ONES @ The Outlet Dance Project

Most exciting news!

ONES is part of this years amazing line up of @ The Outlet Dance Project!

Dance on Film Fest
5 October 2017
7pm, New Jersey, USA
for tickets click here

ONES is a collaboration between Dutch visual artist Anne Verheij and Japanese choreographer Miku Tsuchiya, in which film and dance are explored across the former pedestrian tunnels of Elephant & Castle, London.
Juxtaposing two dance films created from the same footage, ONES captures the individual’s rhythm beating amidst the pulse of the restless city.
ONES – 2 women, 2 countries, 2 disciplines – 1 film

Concept | camera | montage – Anne Verheij
Performance | montage – Miku Tsuchiya
Sound design – Jack Goodwin
© ANNE• 2015

 

 

 

 

The Outlet Dance Project is committed to providing artists who identify or have identified as women an opportunity to share their artistic vision through site-specific dance, film, and work created for the stage. In partnership with Grounds For Sculpture – an internationally renowned contemporary sculpture park – collaboration, community building, and interdisciplinary experimentation are an integral part of the festival. The Outlet is dedicated to supporting all traditional and nontraditional dance forms. The festival celebrates the intersections of visual and moving arts, exploring relationships between sculpture and dance, between place and movement.

ANNE • goes Japanese

Last month Miku and I took our collaboration to the next boarder: Japan!

We have explored Japan’s city Tokyo and the rural environment of the Izu Peninsula through film and movement.

Whilst filming the theme of the individual versus the mass crept into our frame. Not only does Japan have millions of people living in just one city or travelling over the many highways and train tracks, it also has a great individual disconnect with its direct surroundings.
Dark subject matters as loneliness and the high suicide rate amongst the young generation made their appearance.
The beauty of Japan’s unplanned architectural compositions, however, gave us calligraphy lines to move and explore.

Miku and I are looking to deepen this movement research in a country that has so many beautiful contrasts.

So stay tuned for more exciting projects across borders @AnnePointNL

All photo’s by © ANNE• 2017

     

ONES – week 1 – sound

‘ONES’

2 women
2 countries
2 voices
2 disciplines
2 intuitions
2 rhythms
————–
1 installation

Miku_falling©ANNE•_2014

 

 



[09-02-15 UK] Anne Point:
Thoughts on Location 1
UK – 3 sounds recorded: ‘Echoing city’
Japan – 4 sounds recorded: ‘Clear rhythms’
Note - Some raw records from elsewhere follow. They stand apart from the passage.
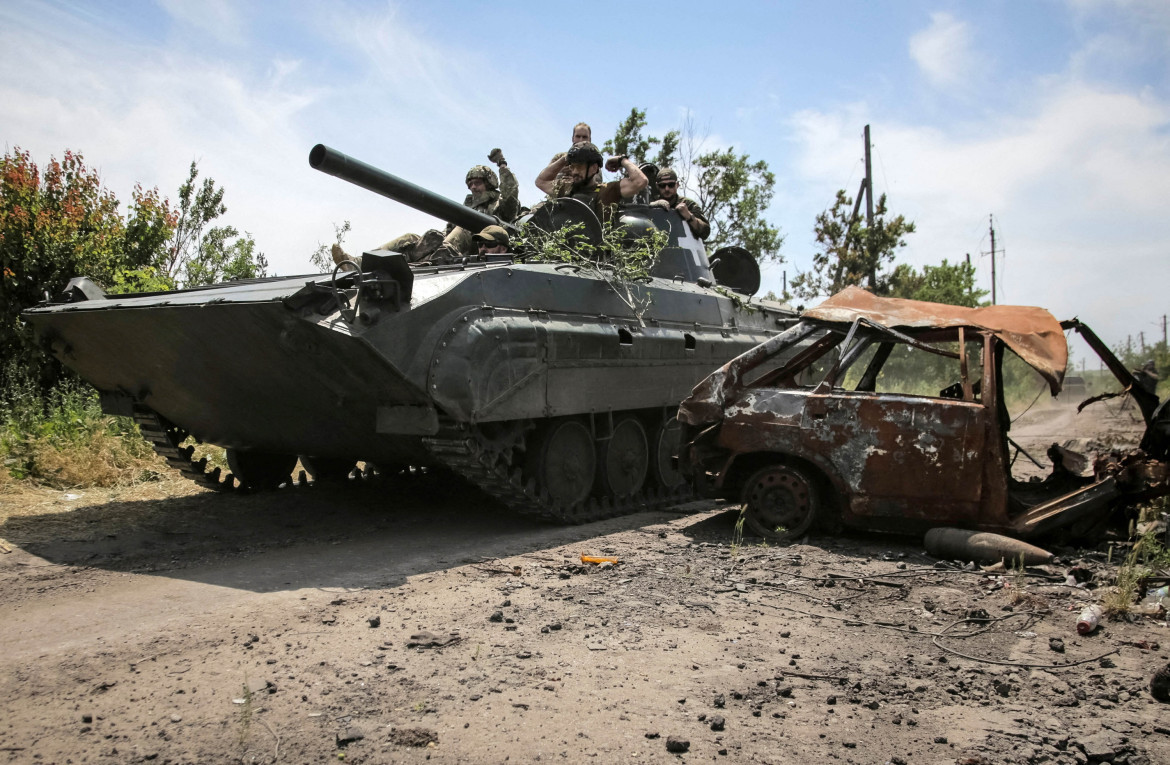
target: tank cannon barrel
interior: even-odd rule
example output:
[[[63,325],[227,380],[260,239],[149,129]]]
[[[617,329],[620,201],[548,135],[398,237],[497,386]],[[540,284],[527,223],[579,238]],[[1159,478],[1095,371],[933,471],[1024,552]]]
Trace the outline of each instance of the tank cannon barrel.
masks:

We both think that the sounds of the other person are clearer. This ‘clearness’ may stem from the fact that we were not there in person recording it, so we don’t have the other inputs from the space like colour, size or usage (original/traditional use of public space).
Human voices have a tendency to create stereotypical ‘drama’, where machines produce more of a rhythm. In my opinion it would be interesting to separate the body on film from too recognizable sounds, so it gets the possibility to create its own sound and rhythm.
Distortion of sounds by isolating parts of it and slowing these parts down, speeding them up, muffle them or increase their higher or lower tones.

[09-02-15 Japan] Miku:
– Sound creates different environments, feelings, emotions and imagination for each individual person. Depending on your background, one simple sound can transform into a million things.
– The human voice has such a strong presence. It connects with us right away. As soon as we recognize it, it’s challenging for us to imagine more than just a voice.
– When the pitch of the sound is really high, to me it becomes un-grounded, this way my body on the film can’t really connect to the sound itself. It doesn’t evoke my imagination much. This feels out of the body.
– Two intuitions create such an interesting mix of two different worlds.